TA Report: The rate of new HIV infections in India decreased by more than 50 percent between 2000 and 2009. What factors have contributed to this decrease?
Rao: India recognized the need to build an evidence-based program for AIDS prevention right from 1992, when the first phase of the national program was launched. The evidence clearly showed where the infections were occurring—among sex workers and their clients, injecting drug users, MSM, and transgender youth. Prevention interventions with a comprehensive package of services received priority right from 1999 when the second phase of the national program was launched.
A national surveillance system was made operational, and it monitors the epidemic so that we can carry out midcourse corrections wherever needed. The treatment program for adults and children that started in 2003 was scaled up substantially to reach about 50 percent of targeted populations.
Overall there has been tremendous political support and excellent leadership for the program in the last 20 years. The cumulative effect of all of this is the reduction of new infections to 56 percent of the 2001 level, which sets India on course to achieve the MDG 6A target—to halt and begin to reverse the spread of HIV/AIDS by 2015.
TA Report: What strategies to reduce the cost of second-line therapies have been successfully implemented? Are there other steps that countries can take using current or proposed intellectual property flexibilities?
| J.V.R. Prasada Rao with UN Secretary-General Ban Ki-moon in Mumbai, India
Rao: India, which produces and supplies the bulk of the generic drugs for developing countries in Asia and Africa, has been successful in bringing a number of second-line drugs into production, enabling countries to import them at a lower cost than the proprietary drugs from multinationals. The real challenge is for third-line drugs, which are mostly under patents. If countries do not use the flexibilities provided under the TRIPS Agreement boldly by resorting to compulsory licensing or parallel importing of third-line ARV drugs, they will face a serious crisis in scaling up treatment programs in the next few years. India should take the lead in bringing some of the third-line ARVs under compulsory licensing, taking advantage of its patent law, which is one of the best in the world.

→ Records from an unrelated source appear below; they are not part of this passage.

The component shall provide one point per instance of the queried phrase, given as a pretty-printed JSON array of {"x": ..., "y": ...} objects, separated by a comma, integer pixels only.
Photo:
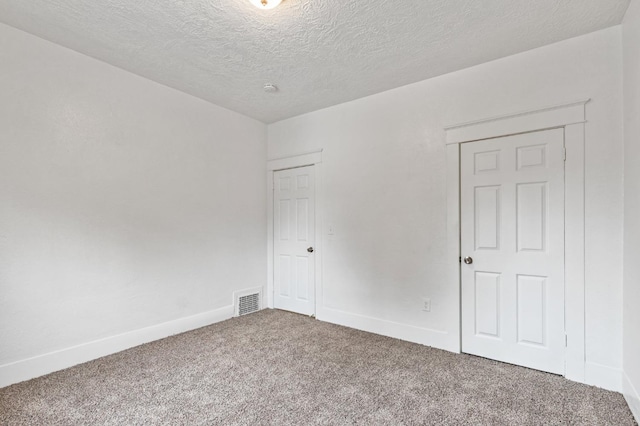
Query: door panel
[
  {"x": 294, "y": 233},
  {"x": 512, "y": 226}
]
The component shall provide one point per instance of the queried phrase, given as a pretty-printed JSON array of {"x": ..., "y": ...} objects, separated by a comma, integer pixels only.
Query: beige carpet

TA Report: The UNAIDS Getting to Zero campaign sets ambitious goals for 2015. How hopeful are you about achieving these goals?
Rao: The goals set under the UNAIDS Getting to Zero campaign are critical for creating an AIDS-free generation. Unless ambitious targets are kept, generating political will for commitment of resources, both domestic and external, becomes difficult.
Preventing new infections among children is very much an achievable target for 2015. So is prevention of deaths due to HIV/AIDS, if treatment programs the world over get increased resources to cover another 8 to 10 million people. The challenging part is the third zero, to eliminate stigma and discrimination. Achieving this will require a long and sustained fight by civil society groups and multilateral agencies.
But I am optimistic about the future and my work will be directed toward motivating country leadership to develop the vision of moving towards an AIDS-free generation in the Asia- Pacific region.